A dear friend of mine recently went to the hospital with chest pains. It turned out that he just had heartburn, thank goodness. But nevertheless, people with concerns about their cardiovascular health or their weight are often given the same standard advice: eat a low-fat, low-cholesterol diet and get more exercise.

While the advice to exercise is always good, the myth that eating saturated fat and cholesterol have anything to do with heart health or obesity is so pervasive that even people who should know better (like doctors) still spout this claptrap. 

Even the American Heart Association (AHA) recently revised its nutritional guidelines, increasing the daily recommendations for fat. “The science just wasn’t there,” says Robert Eckel, president of the AHA and professor of endocrinology, metabolism and diabetes at the University of Colorado Health Sciences Center.

So if there is no evidence linking dietary saturated fat and cholesterol to cardiovascular disease and obesity, just what is taxing our hearts and thickening our waistlines?

We’ll look at the first culprit this week:

Polyunsaturated cooking oils.

Polyunsaturated cooking oils like corn, soybean, canola, safflower and sunflower oils are often touted as “healthy” oils. While agribusiness conglomerates have done a good PR job with their number one, best-selling product, nothing could be further from the truth. (Note: Also see “The Skinny on Fat, Part 2:” for the complete story.)

An Inside Look at Polyunsaturated Fatty Acids (PUFAs)

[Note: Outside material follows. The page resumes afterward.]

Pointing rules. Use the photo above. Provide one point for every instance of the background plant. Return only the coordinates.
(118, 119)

There are three types of fats: monounsaturated, polyunsaturated and saturated. Our bodies are mostly comprised of monounsaturated and saturated fats. Only about 4% of our body fat is polyunsaturated. By consuming polyunsaturated corn, canola and soybean oils in almost everything we eat (if you eat the Standard American Diet), you are taking in lots of fats your body doesn’t know how to use.

Unlike saturated or monounsaturated fats, polyunsaturated fats tend to be liquid even when refrigerated. They also go rancid very easily, particularly when heated. This rancidity causes lots of free radical damage in your body. In fact, the high-temperature, industrialized process of extracting polyunsaturated oils actually makes the oil go rancid! Food manufacturers then have to refine, deodorize and bleach these rancid oils to make them palatable. And then when you heat them (say, for cooking), these rancid oils become further oxidized, which causes even more problems—from cell membrane damage to wrinkles to arterial plaque build up.

Fatty-Acid Imbalances

Another major problem with PUFA oils from corn, soybean, canola, cottonseed, sunflower or safflower is that they contain a large amount of omega-6 fatty acids. Animals and humans require both omega-3s and omega-6s in their diets to be healthy: The proper ration of omega-6s to omega-3s is 4:1, but most Americans eat a ratio closer to 20:1, which creates a host of problems in the body.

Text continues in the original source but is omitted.